I am not a Rust or C++ fanboy, and I am happy that we are moving towards a future where there are less memory bugs, but… are we really?

- https://www.infoq.com/news/2021/11/rudra-rust-safety/

- https://cve.report/vendor/rust-lang

And you can find online similar links and research on the topic.

All it takes is that you use that specific piece of code at the wrong time, and that’s it: your system which you once believed to be safe is not anymore safe. And you know what? You don’t even know what a sanitizer is, because they told you that Rust is a memory safe language and you don’t need anything else than the rust compiler - this is how I find 99% of today’s articles about Rust.

Sure, today being Rust less used than C/C++ will clearly show less CVEs.

The question is … once it’s in the wild (and by this I mean “major” libs or serious shit done in Rust) how can you prevent such bugs without a runtime sanitizer?

Beware that such CVEs can affect Rust Standard library as well, not just an unknown library.

Again, there is no way of escaping bad programming and bad practices, no matter which language you use. Someone might argue that in Python or Java you can still do bad stuff, however, the likelihood is way lower, especially because most of your Java libraries will very likely be written in Java - unless you know it’s using JNI under the hood etc.

Did you read this bit?

> It could appear that these results undermine the belief that Rust safety model represents an improvement over other languages, e.g. C++, but this would not be correct, say the researchers behind Rudra, who still consider Rust safety a supreme improvement.

They found ~100 security issues in 45k packages. That's clearly better than C++.

I didn’t say it’s not an improvement. I just wonder who will you blame once you have a hacker exploiting that exact CVE which you didn’t know about because they sold you rust as memory safe language, so you didn’t take the time to run any sanitizer or similar.
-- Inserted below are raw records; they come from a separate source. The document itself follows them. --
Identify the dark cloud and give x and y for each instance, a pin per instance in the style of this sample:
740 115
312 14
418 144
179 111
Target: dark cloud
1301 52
Does Rust provide a way to check if you’re using unsafe code? What if I want to disable that? If I need to make a mission critical software I need to be aware of what I am deploying. If on the other hand we want Rust to be the new JS for backend, then yes so be it, we improved over c++, well done.

Rust would have prevented about half of the CVEs in C code (I've seen a few different studies with somewhat different results, half is close enough for discussion). The other half is on you to write good code.

Note that the half Rust would prevent tends to be less impactful, still a CVE, but the exploit is less impactful to end users.

If we leave it to the programmer, what are we improving?

We did a big improvement, but why can’t we disable “unsafe”?

That would leave absolutely no margin for such errors.

Rust has a culture where people don't use `unsafe` unless absolutely necessary. That is generally good enough in my experience.

If you want to go further, you can disable unsafe in a crate by adding #[forbid(unsafe)].

And if you need more control than that, there's probably tooling out there that will help depending on what exactly you need.